Время до двух пролетает незаметно. Я все же лезу перепроверить проекты, отзваниваюсь Марине узнать, что они выбрали и выбрали ли мраморную плитку вообще. Пуравина не тот клиент, с которой хочется связываться, но ее муж очень просил взяться за дом. Три предыдущих архитектора слились ещё на стадии составления технического задания – фантазия Павлины Алексеевны отказывалась прислушиваться к существованию банальных законов физики и до хрипоты требовала парящие колонны в зале, подсмотренные в чем-то крайне фантастическом. То, что это в принципе не возможно, женщине было не доказать, но на помощь пришли иллюзия и обман зрения. Перелопатив проект так, чтобы все несущие колонны оказались по краям, те самые «парящие» скопировали до миллиметра по фотографиям и перенесли в трехмерную компьютерную модель, подключив режим бога, фокусника и вокзального каталы в одном лице. Катала отвлекал внимание, показывая красивые картинки, фокусник судорожно придумывал как заставить парить вполне себе весомый объект, а бог скрестил пальцы и выставил на стол первый полуметровый образец из стекла и пластика. Полностью прозрачное стекло основания плавно перетекало в пластик колонны, а он, в свою очередь, в капитель, заматованный под перистые облака. «Хочу!» Восторг и экстаз у заказчицы, кошмар для стекольщиков и сборщиков, и безумие очередных хотелок, слетевшей с тормозов фантазии. Почти два года ада и скрещенные пальцы на стадии финишной отделки. Закроем этот проект и «AvA» на неделю растворится в запое с любыми капризами за счёт Пуравина – официальное обещание Романа Львовича, озвученное и подписанное им в присутствии всех причастных. Самый сложный по всем аспектам проект, и Пуравина определилась с мрамором… Не верю. Это слишком нереальная ситуация, чтобы Пуравина, наконец, определилась.
Я даже не обратил внимания на охранников, выскочивших из своей будки и кинувшихся открывать перед нами турникет и вызывать служебный лифт.

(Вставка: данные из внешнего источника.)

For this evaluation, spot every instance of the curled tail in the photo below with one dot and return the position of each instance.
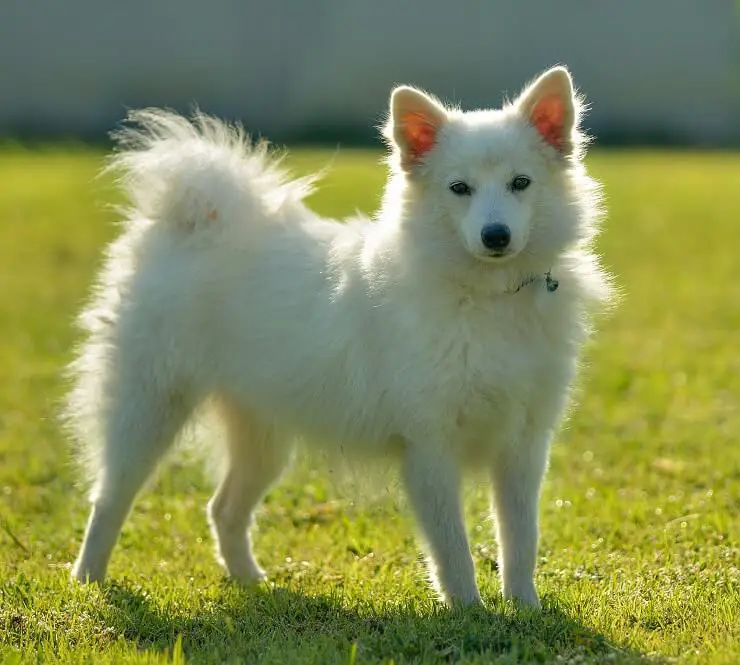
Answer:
(181, 177)
(191, 172)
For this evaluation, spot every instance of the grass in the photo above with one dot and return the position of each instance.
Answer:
(640, 544)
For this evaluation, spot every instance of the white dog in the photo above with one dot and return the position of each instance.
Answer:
(445, 331)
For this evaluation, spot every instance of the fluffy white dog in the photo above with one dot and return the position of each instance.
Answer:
(445, 331)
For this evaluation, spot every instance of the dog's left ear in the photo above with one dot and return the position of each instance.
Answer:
(549, 105)
(415, 120)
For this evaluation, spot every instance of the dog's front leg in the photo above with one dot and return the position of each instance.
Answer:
(516, 476)
(432, 478)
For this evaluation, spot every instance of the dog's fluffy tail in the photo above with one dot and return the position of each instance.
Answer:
(190, 178)
(192, 172)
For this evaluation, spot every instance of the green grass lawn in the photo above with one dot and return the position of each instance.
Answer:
(640, 547)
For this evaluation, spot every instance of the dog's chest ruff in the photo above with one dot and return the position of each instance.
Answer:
(506, 357)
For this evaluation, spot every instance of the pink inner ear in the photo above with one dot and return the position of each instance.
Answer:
(548, 116)
(419, 132)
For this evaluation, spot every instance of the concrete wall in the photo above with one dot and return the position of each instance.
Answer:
(661, 69)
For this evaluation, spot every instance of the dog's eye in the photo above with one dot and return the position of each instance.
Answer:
(520, 183)
(461, 188)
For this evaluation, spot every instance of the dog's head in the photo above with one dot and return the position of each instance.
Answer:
(495, 177)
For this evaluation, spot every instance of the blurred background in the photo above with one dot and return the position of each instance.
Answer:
(658, 72)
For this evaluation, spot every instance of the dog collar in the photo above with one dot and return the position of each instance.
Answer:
(551, 284)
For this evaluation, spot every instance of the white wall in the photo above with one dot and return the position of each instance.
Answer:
(665, 67)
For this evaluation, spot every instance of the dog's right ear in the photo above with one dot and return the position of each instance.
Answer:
(415, 120)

– Добрый день Назар Георгиевич.
– Добрый день, – киваю в ответ на автомате, мысленно все ещё ища возможные подводные камни с мрамором на полу.
В принципе, даже если припрет делать пол с подогревом, все решаемо. Силовые кабеля рассчитывались и на большую нагрузку, уже по техзаданию самого Пуравина, а в пиковую они выдержат и небольшой концерт с подогревом всего и вся.
– Назар Георгиевич.
Батя встречает на выходе из лифта и не сканирует на наличие оружия и сюрпризов. Маленькое несоответствие, расхождение с привычным распорядком мигом обостряет чуйку, выводя ее подозрительность на максимум. Глок топает все так же по левую руку, Батя закрывает собой справа, но оставляет мне достаточно свободного места для маневра. Молча продолжаю идти к дверям в зал для совещаний, соседнее помещение от кабинета отца, но секретарша предупредительно открывает дверь не в него, а в кабинет.

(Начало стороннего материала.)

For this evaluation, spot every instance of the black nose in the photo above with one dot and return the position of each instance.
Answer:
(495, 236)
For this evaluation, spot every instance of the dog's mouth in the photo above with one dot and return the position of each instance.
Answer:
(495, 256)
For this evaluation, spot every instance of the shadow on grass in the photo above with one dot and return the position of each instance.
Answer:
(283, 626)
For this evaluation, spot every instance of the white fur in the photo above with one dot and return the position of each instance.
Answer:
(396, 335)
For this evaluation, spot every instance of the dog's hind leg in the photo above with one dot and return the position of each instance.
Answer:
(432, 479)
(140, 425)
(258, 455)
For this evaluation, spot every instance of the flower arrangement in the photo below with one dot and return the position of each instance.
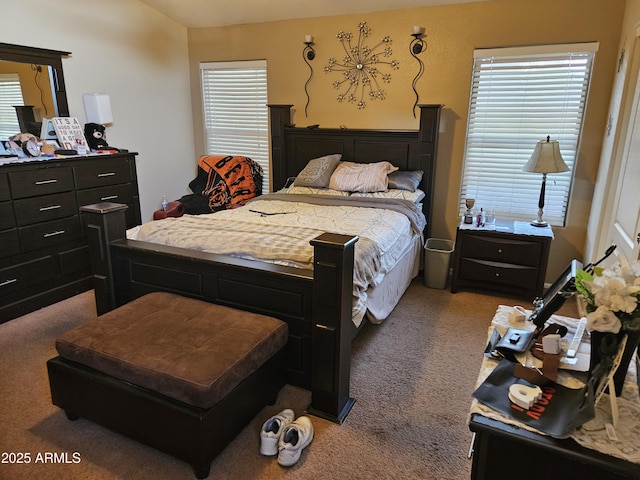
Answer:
(612, 297)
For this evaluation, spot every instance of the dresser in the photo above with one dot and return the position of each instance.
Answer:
(508, 258)
(44, 256)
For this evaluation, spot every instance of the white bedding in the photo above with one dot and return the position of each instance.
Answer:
(279, 232)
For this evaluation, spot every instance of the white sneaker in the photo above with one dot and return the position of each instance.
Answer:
(272, 429)
(293, 440)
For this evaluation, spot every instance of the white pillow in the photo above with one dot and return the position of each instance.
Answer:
(414, 197)
(361, 177)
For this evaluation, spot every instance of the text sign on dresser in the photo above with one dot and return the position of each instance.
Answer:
(70, 134)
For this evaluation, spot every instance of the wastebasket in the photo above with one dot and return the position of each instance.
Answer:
(437, 258)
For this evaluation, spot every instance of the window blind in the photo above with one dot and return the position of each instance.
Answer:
(10, 96)
(234, 96)
(518, 97)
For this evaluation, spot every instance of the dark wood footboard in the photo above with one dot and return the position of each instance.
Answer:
(315, 304)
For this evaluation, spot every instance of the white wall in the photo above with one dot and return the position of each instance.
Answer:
(139, 57)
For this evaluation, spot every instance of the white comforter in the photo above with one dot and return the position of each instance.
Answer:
(279, 232)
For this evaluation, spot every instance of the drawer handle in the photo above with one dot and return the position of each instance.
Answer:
(53, 234)
(51, 207)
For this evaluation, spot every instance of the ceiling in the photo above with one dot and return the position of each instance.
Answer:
(216, 13)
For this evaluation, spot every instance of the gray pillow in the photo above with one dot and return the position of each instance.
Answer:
(318, 171)
(405, 179)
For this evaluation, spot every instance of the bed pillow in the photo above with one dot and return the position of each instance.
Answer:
(361, 177)
(414, 197)
(405, 179)
(318, 171)
(315, 191)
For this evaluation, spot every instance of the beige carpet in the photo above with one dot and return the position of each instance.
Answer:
(412, 378)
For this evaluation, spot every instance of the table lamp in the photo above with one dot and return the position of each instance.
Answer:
(545, 159)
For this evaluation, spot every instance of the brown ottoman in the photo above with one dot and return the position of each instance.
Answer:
(181, 375)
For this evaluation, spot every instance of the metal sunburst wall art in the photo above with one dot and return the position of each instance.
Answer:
(362, 67)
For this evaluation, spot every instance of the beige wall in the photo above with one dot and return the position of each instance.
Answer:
(452, 34)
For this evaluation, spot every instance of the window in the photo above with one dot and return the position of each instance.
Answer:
(10, 95)
(518, 97)
(234, 96)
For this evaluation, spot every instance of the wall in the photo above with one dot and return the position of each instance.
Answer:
(614, 138)
(140, 58)
(452, 34)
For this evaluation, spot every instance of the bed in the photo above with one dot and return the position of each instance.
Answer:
(315, 302)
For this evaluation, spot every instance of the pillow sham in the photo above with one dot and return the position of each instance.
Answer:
(315, 191)
(405, 179)
(318, 171)
(361, 177)
(415, 197)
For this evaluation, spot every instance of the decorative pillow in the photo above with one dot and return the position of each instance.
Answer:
(318, 171)
(315, 191)
(405, 179)
(361, 177)
(414, 197)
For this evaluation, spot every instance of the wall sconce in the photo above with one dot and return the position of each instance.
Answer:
(308, 54)
(416, 47)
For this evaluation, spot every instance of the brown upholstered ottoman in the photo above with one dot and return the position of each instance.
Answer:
(181, 375)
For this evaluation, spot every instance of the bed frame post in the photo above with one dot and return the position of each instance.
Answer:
(106, 222)
(331, 326)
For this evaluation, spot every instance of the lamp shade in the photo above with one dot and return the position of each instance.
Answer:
(97, 107)
(546, 158)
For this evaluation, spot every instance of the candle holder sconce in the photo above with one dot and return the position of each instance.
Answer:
(308, 54)
(416, 47)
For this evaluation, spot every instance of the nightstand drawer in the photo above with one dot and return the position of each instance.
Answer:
(516, 276)
(502, 250)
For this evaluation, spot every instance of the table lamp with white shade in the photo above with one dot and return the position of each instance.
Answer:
(546, 158)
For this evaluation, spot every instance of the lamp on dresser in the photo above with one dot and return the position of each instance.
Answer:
(546, 158)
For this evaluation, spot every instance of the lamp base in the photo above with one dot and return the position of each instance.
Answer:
(539, 224)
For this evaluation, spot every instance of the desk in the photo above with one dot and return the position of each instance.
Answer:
(503, 449)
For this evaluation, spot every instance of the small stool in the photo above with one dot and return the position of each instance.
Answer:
(181, 375)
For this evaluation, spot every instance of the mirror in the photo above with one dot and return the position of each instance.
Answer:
(42, 81)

– Назар Георгиевич, все уже готово к встрече.
– Спасибо.
Оля или Поля, в упор не могу вспомнить имя одной из двух секретарш отца. Чёртовы близняшки с абсолютной, почти стопроцентной схожестью. Одно время они хотя бы красили волосы в разные оттенки блонда, но года полтора назад будто специально решили усложнить всем входящим задачу. И лишь отец их как-то различал. Скорее всего по графику работы. Не останавливаясь, захожу в кабинет и обвожу взглядом заранее подготовленную постановку имени Георгия Авалова. У стола оставлено два кресла – Черкессу и сыну, во главе одно, а на столе, ровно напротив него, на расстоянии «взять при желании», «Perrier» и любимый мной бокал-куб – идеальная высота и толщина дна, чтобы вода в нем не нагревалась быстрее, чем нужно. Для посетителей та же вода, но другие стаканы. Фарс, выкрученный на максимум с пока непонятной мне целью, но, зная отца, педантичность которого давно стала притчей, она есть. Четкая, определенная, продуманная до мелочей.

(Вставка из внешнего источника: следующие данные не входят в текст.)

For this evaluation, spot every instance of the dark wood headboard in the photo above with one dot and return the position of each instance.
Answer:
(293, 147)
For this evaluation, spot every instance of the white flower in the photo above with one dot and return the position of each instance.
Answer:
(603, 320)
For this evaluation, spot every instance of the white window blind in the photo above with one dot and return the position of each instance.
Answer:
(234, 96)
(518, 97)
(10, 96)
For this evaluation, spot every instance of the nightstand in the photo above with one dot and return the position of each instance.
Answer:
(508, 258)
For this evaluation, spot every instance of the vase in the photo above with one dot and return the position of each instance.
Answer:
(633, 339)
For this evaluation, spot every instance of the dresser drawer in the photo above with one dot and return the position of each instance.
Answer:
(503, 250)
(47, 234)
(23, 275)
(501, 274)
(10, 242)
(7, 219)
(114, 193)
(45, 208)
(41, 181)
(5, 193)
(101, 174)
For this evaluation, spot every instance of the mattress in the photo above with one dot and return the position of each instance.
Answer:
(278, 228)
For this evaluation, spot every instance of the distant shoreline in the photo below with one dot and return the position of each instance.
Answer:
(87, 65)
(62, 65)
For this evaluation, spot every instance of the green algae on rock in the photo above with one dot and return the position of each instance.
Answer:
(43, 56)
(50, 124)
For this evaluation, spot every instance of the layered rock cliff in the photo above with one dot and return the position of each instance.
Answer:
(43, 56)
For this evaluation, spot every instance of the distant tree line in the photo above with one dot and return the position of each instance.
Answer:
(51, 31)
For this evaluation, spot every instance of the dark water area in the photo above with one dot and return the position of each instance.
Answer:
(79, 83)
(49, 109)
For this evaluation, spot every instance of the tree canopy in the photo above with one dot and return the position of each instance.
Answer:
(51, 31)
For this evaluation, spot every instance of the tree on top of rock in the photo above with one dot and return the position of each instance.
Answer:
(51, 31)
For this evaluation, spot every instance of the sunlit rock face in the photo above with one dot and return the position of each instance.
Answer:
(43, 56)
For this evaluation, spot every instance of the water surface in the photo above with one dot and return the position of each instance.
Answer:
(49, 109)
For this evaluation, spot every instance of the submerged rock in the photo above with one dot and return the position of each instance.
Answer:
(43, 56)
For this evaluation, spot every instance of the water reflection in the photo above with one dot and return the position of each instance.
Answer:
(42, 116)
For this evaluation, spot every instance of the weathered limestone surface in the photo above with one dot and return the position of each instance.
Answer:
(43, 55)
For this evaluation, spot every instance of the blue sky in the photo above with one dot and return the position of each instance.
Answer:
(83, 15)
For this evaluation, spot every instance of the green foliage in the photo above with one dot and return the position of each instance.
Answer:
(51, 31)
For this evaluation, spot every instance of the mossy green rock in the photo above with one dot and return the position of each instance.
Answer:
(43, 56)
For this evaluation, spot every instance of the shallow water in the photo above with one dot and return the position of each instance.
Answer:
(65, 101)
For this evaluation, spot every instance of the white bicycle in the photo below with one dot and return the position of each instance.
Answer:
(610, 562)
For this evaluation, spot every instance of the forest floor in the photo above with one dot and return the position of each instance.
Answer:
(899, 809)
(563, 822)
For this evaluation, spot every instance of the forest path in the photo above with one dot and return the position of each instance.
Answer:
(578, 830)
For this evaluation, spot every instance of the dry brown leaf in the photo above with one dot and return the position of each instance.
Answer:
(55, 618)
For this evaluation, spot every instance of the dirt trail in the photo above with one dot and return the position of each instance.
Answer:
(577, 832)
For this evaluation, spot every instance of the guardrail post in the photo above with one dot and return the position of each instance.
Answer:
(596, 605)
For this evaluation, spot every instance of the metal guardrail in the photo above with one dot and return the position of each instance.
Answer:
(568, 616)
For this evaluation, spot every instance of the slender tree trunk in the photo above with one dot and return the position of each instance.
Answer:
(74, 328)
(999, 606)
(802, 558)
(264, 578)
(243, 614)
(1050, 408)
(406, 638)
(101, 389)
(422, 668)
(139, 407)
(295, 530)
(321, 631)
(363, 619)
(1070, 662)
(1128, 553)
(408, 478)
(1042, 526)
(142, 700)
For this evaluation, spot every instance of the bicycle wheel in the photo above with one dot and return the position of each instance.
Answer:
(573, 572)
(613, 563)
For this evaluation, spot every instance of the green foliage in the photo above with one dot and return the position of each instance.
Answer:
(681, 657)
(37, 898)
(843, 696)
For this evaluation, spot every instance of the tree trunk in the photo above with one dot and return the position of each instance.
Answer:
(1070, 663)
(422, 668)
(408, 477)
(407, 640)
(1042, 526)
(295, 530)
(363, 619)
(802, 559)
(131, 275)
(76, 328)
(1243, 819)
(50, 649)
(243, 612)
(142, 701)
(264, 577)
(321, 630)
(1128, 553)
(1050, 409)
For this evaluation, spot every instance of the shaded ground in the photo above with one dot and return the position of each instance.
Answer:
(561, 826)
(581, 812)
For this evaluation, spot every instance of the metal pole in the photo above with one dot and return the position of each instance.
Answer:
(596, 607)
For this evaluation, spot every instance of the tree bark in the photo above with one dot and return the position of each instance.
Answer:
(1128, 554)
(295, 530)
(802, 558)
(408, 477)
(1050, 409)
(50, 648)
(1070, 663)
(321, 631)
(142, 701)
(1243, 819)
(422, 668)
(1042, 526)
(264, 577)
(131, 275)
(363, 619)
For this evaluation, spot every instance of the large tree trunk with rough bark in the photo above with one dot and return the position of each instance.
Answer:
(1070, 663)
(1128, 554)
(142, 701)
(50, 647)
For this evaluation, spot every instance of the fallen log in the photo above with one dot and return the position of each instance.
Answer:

– Глок, устраивайся. Батя, свободен. Скажи секретарю, чтобы принесла Глоку чай. Черный. С шиповником, – обхожу стол, занимаю место во главе стола, подмечая все больше новых деталей.
На полочках под столешницей справа тонкая папка с вензелем, слева ровная стопка чистой бумаги в органайзере. В ящиках точная копия письменных принадлежностей, которые стоят у меня в офисе и кабинетах дома и в квартире. Достаю, расставляю в привычном и удобном мне порядке на лаковую поверхность, после немного прикрываю жалюзи за спиной, направляя лучи света на пока пустующие кресла, дальше открываю папку и по диагонали пробегаюсь по сухой статистике цифр по Черкессу и его сектору ответственности. Последний лист – краткая характеристика его сына, Касима. Слишком сжатая, чтобы делать определенные выводы, но достаточная для того, чтобы оценить замысел отца во всей его красе. Правая рука Счетовода сегодня будет принимать решение, основываясь на результатах чужой работы, положенной в папку, и своих собственных знаниях, полученных с момента совершеннолетия. Ровно в восемнадцать я начал крутиться, решив, что и самостоятельно смогу добиться успеха. Тачки, недвижимость, свой бизнес, уже полностью легальный, и теперь «проверка на вшивость». Сможет ли Питбуль проглотить кусок, в который так рьяно вцепился, или все же поперхнется.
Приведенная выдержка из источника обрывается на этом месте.